Baked Mushrooms in Grape Leaves
Line a deep casserole with grape vine leaves. (Leila's note - I blanch them and freeze them first for keeping - if using right away, merely blanch 2 minutes in boiling water) Fill the casserole with plain old button mushrooms, either the boring white kind or the nicer brown criminis. Add a strip of bacon or some bits of ham if you like; salt, pepper, a garlic clove or two, and a healthy amount of good olive oil - at least a quarter cup. Cover the top with more vine leaves, then cover the whole casserole with a lid or tin foil. Bake in a 350 degree oven until mushrooms are tender. Serve with crusty bread to mop up all that mushroom liquor. This trick turns the tamest mushrooms into wild flavored delights.
Stuffed Grape Leaves
Harvest unsprayed grape leaves in early summer (May or June). Blanch leaves 2 minutes, drain, store in plastic bags, and freeze. When ready to make stuffed grape leaves, thaw frozen leaves.
If using canned leaves, rinse to remove extra brine.
Saute half a pound ground lamb or ground beef until just brown.
Add to a cup and a half (or so) of uncooked rice. Add a little tomato sauce, dash cinnamon and allspice, and the meat. Stir to mix.
Spread a leaf out, ribs face up, and put a teaspoon of the rice mixture onto the base, near the stem. Spread the rice out into a cigar shape. Fold the leaf ends over rice, then roll towards the middle. Don't roll too tightly - remember the rice has to cook and swell up. Put packet into a large kettle and repeat until you've used up the rice mixture.

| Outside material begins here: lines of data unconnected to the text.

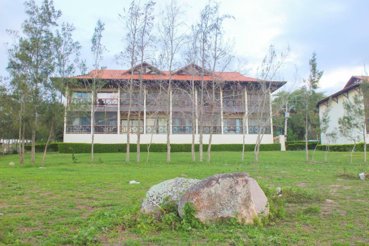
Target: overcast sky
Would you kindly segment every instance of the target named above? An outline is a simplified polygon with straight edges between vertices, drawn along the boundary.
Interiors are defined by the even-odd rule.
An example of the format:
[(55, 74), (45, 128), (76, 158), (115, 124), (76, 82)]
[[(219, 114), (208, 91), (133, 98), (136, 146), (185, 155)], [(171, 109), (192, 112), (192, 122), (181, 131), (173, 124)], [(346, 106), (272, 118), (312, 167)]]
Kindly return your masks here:
[[(124, 35), (118, 18), (130, 1), (122, 0), (55, 0), (62, 16), (59, 23), (72, 23), (76, 28), (74, 38), (82, 46), (82, 55), (87, 62), (90, 40), (97, 20), (105, 23), (103, 43), (109, 50), (102, 64), (111, 69), (125, 69), (112, 61), (122, 49)], [(143, 1), (141, 1), (141, 2)], [(190, 24), (197, 18), (206, 0), (178, 0), (186, 3), (186, 18)], [(39, 3), (40, 0), (36, 2)], [(19, 30), (25, 18), (23, 1), (0, 0), (0, 75), (7, 76), (7, 58), (2, 44), (11, 40), (6, 29)], [(156, 1), (157, 8), (165, 1)], [(369, 63), (369, 1), (249, 1), (221, 2), (221, 12), (235, 20), (224, 23), (227, 35), (235, 41), (235, 58), (247, 62), (252, 69), (247, 75), (256, 76), (256, 68), (267, 54), (269, 45), (278, 52), (289, 45), (291, 55), (281, 70), (284, 80), (293, 79), (295, 66), (299, 75), (308, 74), (308, 60), (313, 52), (317, 54), (318, 68), (324, 70), (321, 91), (330, 94), (341, 89), (352, 75), (361, 75)], [(90, 61), (90, 63), (92, 63)]]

Stack the leaf packets pretty tightly.
You could put a lamb chop or lamb bone on the bottom of the pot, for flavor. My dad sometimes put in a couple of strips of bacon - very inauthentic but good. Pour in boiling water or stock to cover, bring back to the boil, put a plate on top to keep the packets from bursting, cover the pot and simmer on low for about an hour or until rice is fully cooked. (I hate crunchy rice). Be sure to check regularly and add water if needed.

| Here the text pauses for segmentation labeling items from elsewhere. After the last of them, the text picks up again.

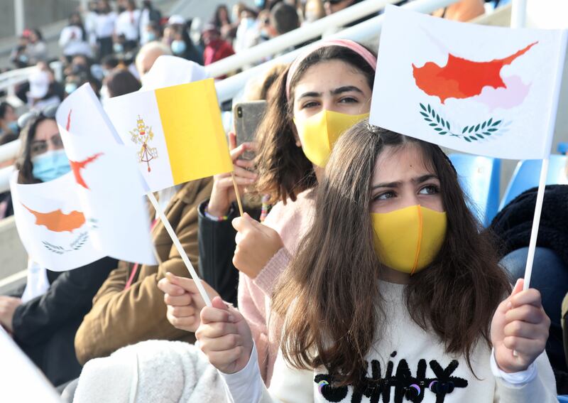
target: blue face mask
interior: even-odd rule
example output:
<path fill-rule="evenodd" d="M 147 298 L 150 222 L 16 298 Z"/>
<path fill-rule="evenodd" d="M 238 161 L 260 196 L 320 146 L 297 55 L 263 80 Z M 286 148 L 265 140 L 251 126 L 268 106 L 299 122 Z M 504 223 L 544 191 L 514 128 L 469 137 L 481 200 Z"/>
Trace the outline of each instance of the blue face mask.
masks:
<path fill-rule="evenodd" d="M 43 153 L 33 158 L 31 163 L 33 166 L 31 174 L 42 182 L 57 179 L 71 171 L 69 160 L 63 149 Z"/>
<path fill-rule="evenodd" d="M 18 127 L 18 121 L 14 120 L 9 123 L 8 129 L 9 129 L 12 133 L 17 134 L 20 131 L 20 128 Z"/>
<path fill-rule="evenodd" d="M 122 53 L 124 51 L 124 46 L 122 45 L 122 43 L 114 43 L 112 45 L 112 50 L 115 53 Z"/>
<path fill-rule="evenodd" d="M 172 42 L 172 52 L 180 55 L 185 51 L 185 42 L 183 41 L 174 41 Z"/>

You may also stir in tomato sauce or paste to the boiling water before adding.
Towards the end of this process, strew chopped garlic over the top. At the end, squeeze lemon juice and drizzle olive oil over all.
Stuffed grape leaves are served hot or room temperature, alone or with dollops of yogurt.
This recipe may be made vegetarian by substituting chickpeas for sauteed ground meat. You must then use tomato sauce in the cooking water, add lots of garlic, and use spices.